Addiction to alcohol, cocaine, narcotic drugs, opioids and other addictive behaviours remains a serious worldwide problem. One with significant gender differences when it comes to its origin, its consequences and its treatment. Recent studies have indicated that addiction in women is on the rise. Despite the drivers and behaviours associated with addictive substances differing vastly between men and women, most research, to date, has been observed from a male dominated perspective.
Studies show that women who have experienced trauma or violence, are much more likely to develop addiction problems. Moreover, women tend to develop into addiction much quicker than men. Dr Lori Post, one of the speakers, explained that their study had shown that the pharma industry (prescription drugs via GP) and internet (easy access to medication) need to take responsibility for their part in increasing women’s addiction. Their impact on addiction has been shown to be more powerful than that of street drugs. Moreover, women face more addiction related stigma than men. This stigma, coupled with social barriers such lack of childcare, pregnancy, or legal fears causes women to be less likely than men to seek treatment.
Another speaker, Ms. Jennifer Hasselgard-Rowe, emphasised that when looking at addiction, we need to focus on the most neglected women in society: those in jails and prisons, particularly as that number is increasing. Women are serving more (and longer) sentences for drug offences than men. But the jails are not designed to meet their different needs and treatments. This neglect has a serious impact on these women while imprisoned, and when they rejoin the free world again. Because of the neglect of specialised treatment during their time in prison, the cycle does not break, and probation violation is the most likely outcome of the unaddressed addiction. Followed by more severe crimes and sentencing. In essence, they lack the right to effective help and become victims of the system and their addiction. A vicious circle!
Women experiencing addiction are too often subordinated and deprived of their human rights. Much more data mapping is needed to make the public aware of this neglect and to push governments to adapt prisons and jails to the necessary needs of the addicted women. So that no one experiences the feeling of uncontrollable helplessness and unimaginable hope.”

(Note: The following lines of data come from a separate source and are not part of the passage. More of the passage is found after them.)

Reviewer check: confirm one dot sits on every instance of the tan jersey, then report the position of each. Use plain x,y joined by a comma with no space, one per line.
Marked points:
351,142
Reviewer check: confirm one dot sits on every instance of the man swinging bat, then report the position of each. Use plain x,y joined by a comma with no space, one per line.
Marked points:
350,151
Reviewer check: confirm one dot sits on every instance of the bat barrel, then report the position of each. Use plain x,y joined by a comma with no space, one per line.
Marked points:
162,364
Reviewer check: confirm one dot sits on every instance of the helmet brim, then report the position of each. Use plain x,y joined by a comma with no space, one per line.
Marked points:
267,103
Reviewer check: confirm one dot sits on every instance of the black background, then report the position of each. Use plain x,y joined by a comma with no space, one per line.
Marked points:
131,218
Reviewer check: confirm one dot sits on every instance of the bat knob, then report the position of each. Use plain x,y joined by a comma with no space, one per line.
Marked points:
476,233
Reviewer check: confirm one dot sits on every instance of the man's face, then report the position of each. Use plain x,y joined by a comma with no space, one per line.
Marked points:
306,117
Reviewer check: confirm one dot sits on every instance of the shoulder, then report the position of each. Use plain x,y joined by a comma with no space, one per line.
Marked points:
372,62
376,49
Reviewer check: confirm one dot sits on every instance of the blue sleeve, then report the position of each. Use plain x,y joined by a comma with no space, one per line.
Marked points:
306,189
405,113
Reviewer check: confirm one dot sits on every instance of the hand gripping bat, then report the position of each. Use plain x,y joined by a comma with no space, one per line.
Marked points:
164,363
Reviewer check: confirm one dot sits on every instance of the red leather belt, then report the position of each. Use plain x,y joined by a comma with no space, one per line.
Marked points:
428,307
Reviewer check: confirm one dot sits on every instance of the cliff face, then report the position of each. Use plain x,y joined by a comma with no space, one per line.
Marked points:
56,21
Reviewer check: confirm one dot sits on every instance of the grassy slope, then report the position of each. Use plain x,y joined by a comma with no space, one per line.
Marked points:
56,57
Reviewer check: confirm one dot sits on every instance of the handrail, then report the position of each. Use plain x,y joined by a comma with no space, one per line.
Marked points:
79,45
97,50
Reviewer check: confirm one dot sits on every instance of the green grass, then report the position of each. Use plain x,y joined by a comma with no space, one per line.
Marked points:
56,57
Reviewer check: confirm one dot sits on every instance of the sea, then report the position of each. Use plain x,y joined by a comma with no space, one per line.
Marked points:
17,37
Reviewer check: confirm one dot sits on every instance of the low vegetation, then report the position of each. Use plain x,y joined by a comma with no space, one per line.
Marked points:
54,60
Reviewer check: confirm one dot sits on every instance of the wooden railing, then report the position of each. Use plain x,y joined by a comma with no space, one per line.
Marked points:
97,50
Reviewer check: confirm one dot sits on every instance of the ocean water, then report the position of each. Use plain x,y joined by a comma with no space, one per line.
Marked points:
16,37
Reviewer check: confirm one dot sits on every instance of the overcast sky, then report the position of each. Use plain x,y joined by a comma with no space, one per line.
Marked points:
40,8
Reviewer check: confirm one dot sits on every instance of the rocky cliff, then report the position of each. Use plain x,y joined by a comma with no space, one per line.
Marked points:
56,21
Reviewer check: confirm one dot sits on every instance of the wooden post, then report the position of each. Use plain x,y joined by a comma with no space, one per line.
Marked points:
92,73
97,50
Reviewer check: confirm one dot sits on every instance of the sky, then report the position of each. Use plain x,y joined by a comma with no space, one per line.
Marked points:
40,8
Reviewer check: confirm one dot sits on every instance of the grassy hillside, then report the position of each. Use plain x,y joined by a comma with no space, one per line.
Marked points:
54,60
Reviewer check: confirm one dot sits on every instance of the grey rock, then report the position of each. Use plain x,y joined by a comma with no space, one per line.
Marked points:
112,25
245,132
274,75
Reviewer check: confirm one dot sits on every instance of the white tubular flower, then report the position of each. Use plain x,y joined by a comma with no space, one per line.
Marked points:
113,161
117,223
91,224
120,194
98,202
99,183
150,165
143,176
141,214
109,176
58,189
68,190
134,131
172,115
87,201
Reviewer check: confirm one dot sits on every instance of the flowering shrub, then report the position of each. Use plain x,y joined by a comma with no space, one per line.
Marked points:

Panel discussion held September 18,2019, moderated by Ms. Lois Herman, Managing Director WUNRN, Women’s UN Report Network.
The following speakers were present:
- Federica Bertacchini, International Projects Coordinator, Dianova International;
- Jennifer Hasselgard-Rowe, Executive Coordinator, Geneva Platform on HR, Health & Psychoactive Substances;
- Lori A. Post, Northwestern University Medical School – Researcher on Addictions.
Remark: small audience of 10 people.